Mandile v. United States
This text of 202 F. Supp. 3d 1325 (Mandile v. United States) is published on Counsel Stack Legal Research, covering District Court, S.D. Florida primary law. Counsel Stack provides free access to over 12 million legal documents including statutes, case law, regulations, and constitutions.
Opinion
ORDER
K. MICHAEL MOORE, CHIEF UNITED STATES DISTRICT JUDGE
THIS CAUSE came before the Court upon Petitioner Richard Anthony Man-dile’s Motion to Reopen Case. See (ECF No. 6). For the reasons that follow, the Motion is DENIED.
I. BACKGROUND
On June 24, 2016, Assistant Federal Public Defender (“AFPD”) Vanessa L. Chen filed a Motion to Vacate pursuant to 28 U.S.C. § 2255 on behalf of Petitioner Richard Anthony Mandile (“Petitioner” or “Mandile”). See (ECF No. 1). On June 27, 2016, the Court dismissed Petitioner’s Motion for lack of jurisdiction as the Eleventh Circuit had not authorized Mandile to file a second or successive motion to vacate. See (ECF No. 4).
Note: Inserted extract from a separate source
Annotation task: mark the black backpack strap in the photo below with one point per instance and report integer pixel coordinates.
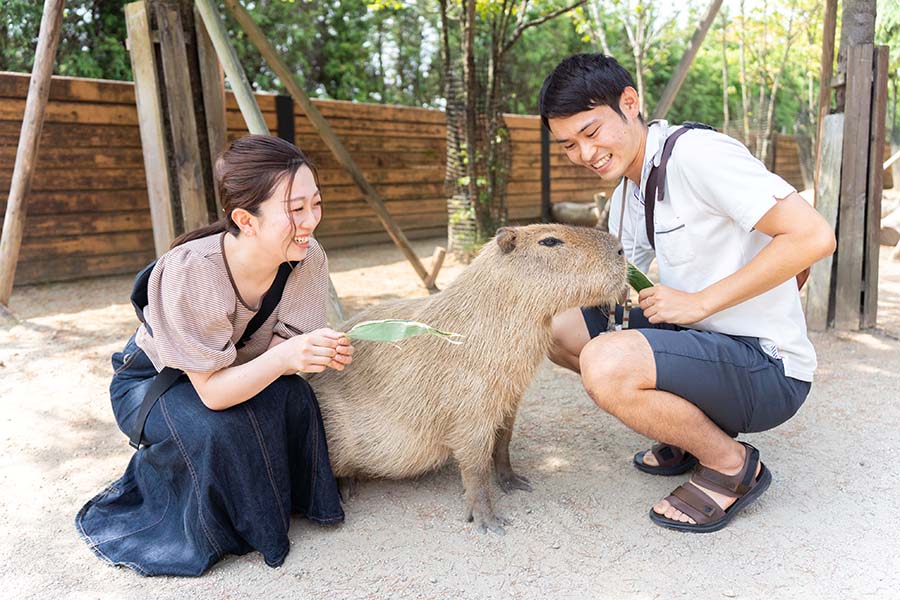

On June 30, 2016, the Eleventh Circuit Court of Appeals issued an order in case number 16-13094-J denying Petitioner’s application for leave to file a second or successive motion. See (ECF No. 5). Shortly thereafter, AFPD Chen filed the instant motion seeking to have the Court administratively re-open the case, hold in abeyance Mandile’s § 2255 motion pending the Supreme Court’s resolution of Beckles v. United States, — U.S. -, 136 S.Ct. 2510, 195 L.Ed.2d 838 (2016), and administratively close the case. The Court now turns to the merits of Petitioner’s motion.
II. DISCUSSION
In Beckles, the Supreme Court will rule on two issues that are pertinent to the merits of Mandile’s second or successive motion to vacate: “(1) [wjhether Johnson applies retroactively to collateral cases challenging federal sentences enhanced under the residual clause in U.S.S.G. § 4B1.2(a)(2); and (2) [wjhether Johnson’s, constitutional holding applies to the residual clause in U.S.S.G. § 4B1.2(a)(2), thereby rendering challenges to sentences enhanced under it cognizable on collateral review.” Petition for Writ of Certiorari, Beckles, 136 S.Ct. 2510).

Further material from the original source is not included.